Analysis of performance data revealed that the item statistics for the VRS were not only comparable to, but in some cases even superior to, those of the PHS and the physical case-based scenarios from the 5 medical disciplines. Such good item characteristics and high discrimination values align well with observations from other studies. Recently, the efficacy of VR-mediated 360° videos in differentiating various skill levels during assessments was highlighted [9]. Studies of telemedicine examinations during the COVID-19 era also suggest that the validity and reliability of digital examination tools can be strong [18,19]. Of note, the discrimination r' and discrimination index D of the VRS were superior to those of the PHS, despite the randomization of participants and rotation of examiners at the stations. One possible explanation for these findings is the more uniform setting offered by VR. This environment minimizes or even eliminates the variability [20] that might be introduced unintentionally by SPs, which can occur even when SPs are well-trained and experienced in their roles. Furthermore, the possibility exists that operating the VRS itself may constitute an additional task that high-performing students are more adept at handling, which could lead to greater differentiation in performance at these stations. In other words, there might be confounding variables (eg, spatial ability) related to achievement in VR environments [21], which could potentially enhance performance outcomes. This hypothesis warrants further investigation, such as examining the correlation between VR handling skills and overall academic performance. Such insights could prove valuable in the design of more complex digital examinations and case-based assessments.

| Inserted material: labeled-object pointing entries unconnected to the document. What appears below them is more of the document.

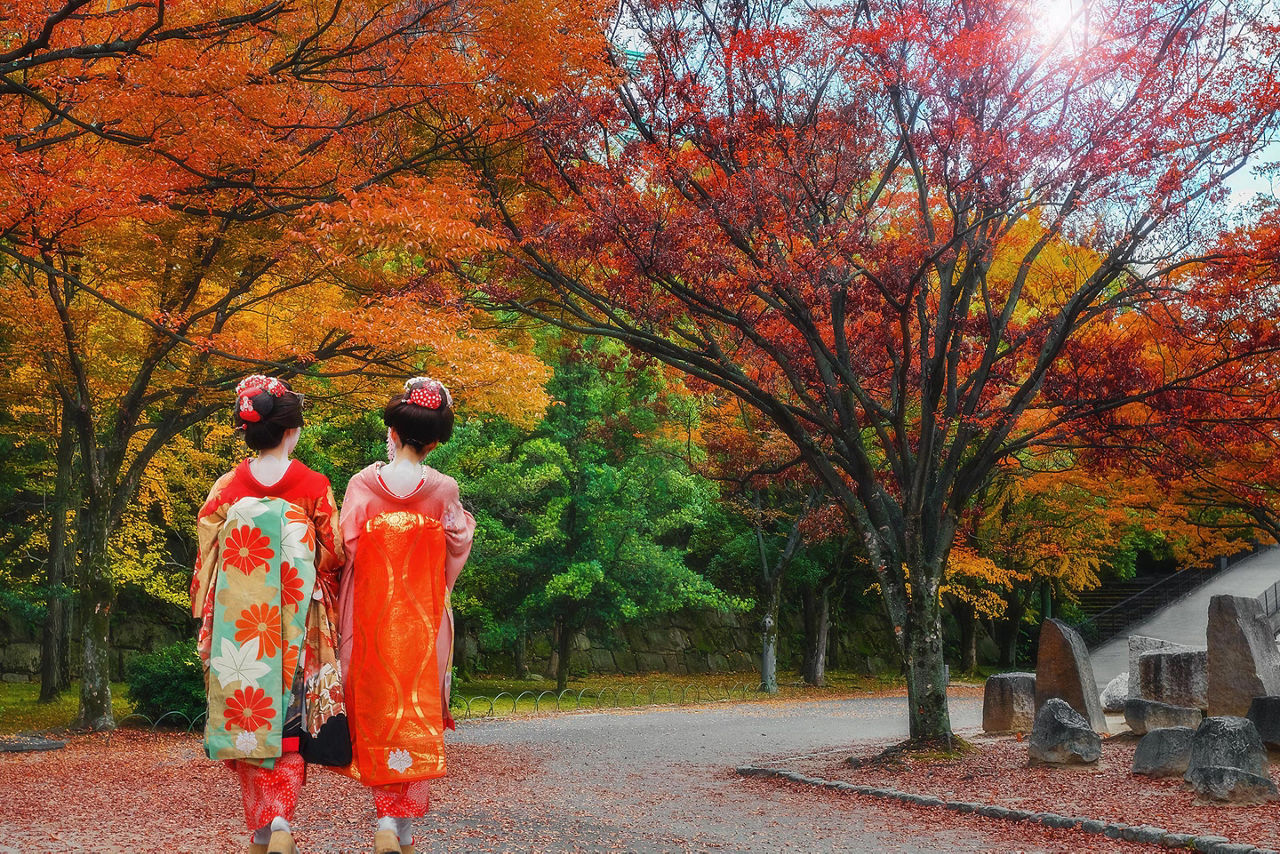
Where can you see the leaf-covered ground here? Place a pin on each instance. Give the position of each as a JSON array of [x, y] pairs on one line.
[[997, 772], [653, 780]]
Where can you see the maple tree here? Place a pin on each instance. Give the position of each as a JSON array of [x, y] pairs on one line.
[[917, 237], [191, 192]]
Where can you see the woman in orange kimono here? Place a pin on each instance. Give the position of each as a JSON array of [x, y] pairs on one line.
[[407, 538], [265, 592]]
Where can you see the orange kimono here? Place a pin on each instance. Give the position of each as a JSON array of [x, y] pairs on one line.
[[396, 629]]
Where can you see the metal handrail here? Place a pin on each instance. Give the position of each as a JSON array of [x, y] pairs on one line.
[[1105, 625], [1270, 599]]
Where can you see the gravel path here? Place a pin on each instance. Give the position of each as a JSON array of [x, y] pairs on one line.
[[658, 780]]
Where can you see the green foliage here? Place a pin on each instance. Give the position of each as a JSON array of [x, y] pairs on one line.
[[168, 680], [584, 520]]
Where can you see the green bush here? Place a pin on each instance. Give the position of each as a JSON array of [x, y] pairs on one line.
[[167, 680]]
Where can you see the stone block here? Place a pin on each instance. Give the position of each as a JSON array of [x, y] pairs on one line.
[[1115, 694], [1063, 736], [625, 661], [696, 662], [602, 661], [1139, 644], [1174, 676], [1265, 715], [1143, 716], [650, 662], [1009, 703], [1229, 743], [1064, 671], [1164, 753], [1226, 785], [1243, 658]]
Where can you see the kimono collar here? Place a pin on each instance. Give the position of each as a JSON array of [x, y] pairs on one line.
[[287, 480]]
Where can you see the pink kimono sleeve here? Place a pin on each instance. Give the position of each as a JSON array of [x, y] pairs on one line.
[[457, 543], [355, 514]]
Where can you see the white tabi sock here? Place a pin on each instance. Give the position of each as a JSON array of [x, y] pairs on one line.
[[402, 827]]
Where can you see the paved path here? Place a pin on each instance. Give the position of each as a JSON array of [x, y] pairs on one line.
[[662, 780], [657, 780], [1187, 620]]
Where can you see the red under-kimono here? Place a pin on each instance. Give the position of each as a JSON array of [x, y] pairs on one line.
[[270, 791], [369, 498]]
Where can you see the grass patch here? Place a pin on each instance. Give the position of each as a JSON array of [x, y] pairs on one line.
[[21, 712], [499, 697]]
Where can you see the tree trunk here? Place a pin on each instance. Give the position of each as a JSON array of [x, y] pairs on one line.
[[1009, 629], [926, 666], [968, 622], [817, 621], [520, 654], [565, 647], [769, 635], [55, 636], [96, 597]]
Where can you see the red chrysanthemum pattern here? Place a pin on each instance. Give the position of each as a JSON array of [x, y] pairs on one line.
[[248, 708], [246, 548], [260, 621]]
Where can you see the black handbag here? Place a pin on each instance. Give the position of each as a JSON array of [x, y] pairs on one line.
[[330, 745]]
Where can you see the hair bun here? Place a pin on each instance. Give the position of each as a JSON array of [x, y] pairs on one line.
[[252, 405]]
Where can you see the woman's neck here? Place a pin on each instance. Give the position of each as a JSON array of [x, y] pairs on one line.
[[269, 466], [403, 474]]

The study clearly demonstrates that students generally responded positively to the VRS, indicating a favorable attitude and willingness to engage with and benefit from VR technology. The realism and content relevance of the VR scenarios received above-average ratings and were frequently commended in the qualitative feedback. Fair assessment conditions were emphasized, and even stress experienced during the examinations was considered manageable. This aligns with the findings of recent studies indicating that students exhibit a positive attitude [22] toward VR-based teaching and assessment. Furthermore, they perceive VR as engaging and immersive, affecting learning outcomes positively [9].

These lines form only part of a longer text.